Gregory Bush, 51, has been charged with two counts of murder and 10 of wanton endangerment over Wednesday's incident.
Police say he opened fire on both victims at a Kroger grocery store on the outskirts of Jeffersontown city.
Officials say he also tried to enter a black church shortly before.
Police Chief Sam Rogers said it was too early to confirm if the shooting was racially motivated - but confirmed reports Mr Bush was seen on security cameras attempting to enter the Jeffersontown First Baptist Church about 10-15 minutes before the shooting at the Kroger store.
The church has a large African-American membership,
The two victims of the shooting have been named as 69-year-old Maurice Stallard and Vickie Lee Jones, 67.
Mr Stallard was shot multiple times inside the Kroger shop, which he had been visiting with his 12-year-old grandson.
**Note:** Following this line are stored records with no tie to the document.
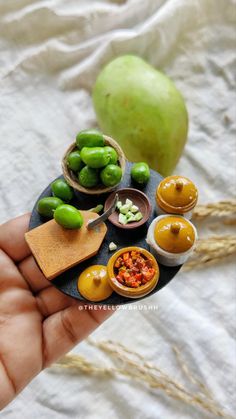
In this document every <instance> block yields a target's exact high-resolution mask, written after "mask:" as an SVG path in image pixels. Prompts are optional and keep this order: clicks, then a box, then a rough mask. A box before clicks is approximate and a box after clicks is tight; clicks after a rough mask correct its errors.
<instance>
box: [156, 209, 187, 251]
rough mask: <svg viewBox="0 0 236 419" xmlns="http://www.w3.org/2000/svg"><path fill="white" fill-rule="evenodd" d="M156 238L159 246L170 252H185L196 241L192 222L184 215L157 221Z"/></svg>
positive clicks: (166, 250) (162, 218) (168, 217)
mask: <svg viewBox="0 0 236 419" xmlns="http://www.w3.org/2000/svg"><path fill="white" fill-rule="evenodd" d="M154 239H155V242H156V243H157V245H158V246H159V247H161V248H162V249H163V250H165V251H166V252H169V253H183V252H186V251H187V250H189V249H190V248H191V247H192V246H193V244H194V241H195V232H194V229H193V227H192V224H191V223H190V222H189V221H188V220H186V219H185V218H182V217H176V216H168V217H163V218H161V219H160V220H159V221H157V223H156V226H155V229H154Z"/></svg>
A witness told a local Fox affiliate he had shielded the child, who was uninjured in the shooting, after he ran away shouting for help after witnessing the attack.
Ms Jones was then gunned down in the car park outside the supermarket.
One witness, Ed Harrell, exchanged gunfire with the suspect outside, but he fled and was apprehended by officers minutes later.
Mr Harrell told the local Courier Journal newspaper he confronted the gunman outside, who told him: "Don't shoot me. I won't shoot you. Whites don't shoot whites."
Police have not confirmed the statement, but the FBI confirmed it is investigating the shooting alongside local authorities.
US District Attorney Russell Coleman in Louisville said Friday that they were looking into potential violations of federal law "which includes potential civil rights violations such as hate crimes."
In his statement, he said the shootings "are not being taken lightly by the United States government."
Bush has a criminal record of violent behaviour and a recorded history of mental illness, local media say.
He had previously been temporarily banned from possessing firearms by a judge, the Associated Press reports.
Louisville Mayor Greg Fischer said he was "sick and heartbroken and quite angry" over the attack.
"We are one city - one proudly diverse and welcoming city - and we have one shared future," he told a news conference on Thursday.
"Our city and our future have no room for anyone who looks at their fellow human beings with hate or discrimination," he added.